The line between self-identity and professional identity (i.e. brand) can become blurred and it is easy to become wrapped up in or even mummified by your professional identity. So what does this say about you, mean for you and how does this impact the all-important question of what’s next? Sometimes the answers to these questions have less to do with your own career aspirations and more to do with other’s expectations of you. Because you’ve done X for so long, how could you ever pursue Y? To pursue something new and exciting may feel like you failed or at a minimum disappointed them.
It is easy to get wrapped up in the expectations of others. An obligation to live up to an ideal that exists in your mind about what others think and expect of you likely has little basis in truth. It may seem hard to believe but other people are probably far more concerned with their own careers. The sooner you are able to let go of other’s expectations or opinions, the sooner you can move toward finding happiness on your own career path. When you feel stuck in a job or unfulfilled by your chosen career path, being defined solely by that career amplifies feelings of failure. The path out requires a commitment to growth and change.
Making the decision to evaluate what you really want and go after it is the easy part. From there, you will be able to uncover or return to your authenticate self. This will let you do two things: 1) determine if you are who you want to be and 2) identify where you should go from here. The key is asking yourself hard questions about where you are, where you want to be and where you thought you’d be. Are you caught up in how others perceive your chosen career path? Are you worried about losing yourself because for so long you’ve been defined by what you do even though that is not you?

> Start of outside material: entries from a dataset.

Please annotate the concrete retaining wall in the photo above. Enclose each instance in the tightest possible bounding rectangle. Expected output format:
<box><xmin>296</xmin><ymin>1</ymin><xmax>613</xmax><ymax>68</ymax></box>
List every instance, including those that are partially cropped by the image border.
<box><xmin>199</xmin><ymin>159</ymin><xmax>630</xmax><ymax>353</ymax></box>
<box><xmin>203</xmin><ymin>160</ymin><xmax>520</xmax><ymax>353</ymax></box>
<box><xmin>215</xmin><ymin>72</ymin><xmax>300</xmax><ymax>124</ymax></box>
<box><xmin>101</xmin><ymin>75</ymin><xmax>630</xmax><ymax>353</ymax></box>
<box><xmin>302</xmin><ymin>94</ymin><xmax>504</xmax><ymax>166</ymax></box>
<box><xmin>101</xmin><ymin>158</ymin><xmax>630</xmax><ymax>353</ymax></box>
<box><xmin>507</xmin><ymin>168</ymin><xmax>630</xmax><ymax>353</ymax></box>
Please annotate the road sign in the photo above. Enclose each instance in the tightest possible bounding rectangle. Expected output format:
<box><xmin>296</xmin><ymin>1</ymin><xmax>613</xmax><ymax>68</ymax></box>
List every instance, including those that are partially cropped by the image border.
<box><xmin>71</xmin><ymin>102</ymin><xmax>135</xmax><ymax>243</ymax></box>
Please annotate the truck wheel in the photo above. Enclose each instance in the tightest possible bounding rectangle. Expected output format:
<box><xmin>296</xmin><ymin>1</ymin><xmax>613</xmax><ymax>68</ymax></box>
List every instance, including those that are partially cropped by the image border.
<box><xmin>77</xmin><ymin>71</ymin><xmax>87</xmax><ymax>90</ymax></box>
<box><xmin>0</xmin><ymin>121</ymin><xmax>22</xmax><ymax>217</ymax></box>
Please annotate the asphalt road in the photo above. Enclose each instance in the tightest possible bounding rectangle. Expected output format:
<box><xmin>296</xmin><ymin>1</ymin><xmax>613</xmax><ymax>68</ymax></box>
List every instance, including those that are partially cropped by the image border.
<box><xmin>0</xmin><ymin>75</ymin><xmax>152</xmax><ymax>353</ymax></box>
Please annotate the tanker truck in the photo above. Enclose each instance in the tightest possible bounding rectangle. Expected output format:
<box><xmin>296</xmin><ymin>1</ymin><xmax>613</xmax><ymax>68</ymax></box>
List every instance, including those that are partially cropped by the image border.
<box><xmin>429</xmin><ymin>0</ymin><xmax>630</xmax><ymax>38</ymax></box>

Happiness doesn’t come from playing it safe and growth happens outside your comfort zone. So be ready to get uncomfortable. Evaluate your career based on where you want to be, not on where you thought you’d be. Let go of your fear of failure and accept that change is necessary and good. And remember, there is no shortage of opinions. Pay attention to the one that matters most—your own. Accepting that you know yourself best is the first step to changing how you see yourself and how you show up for others.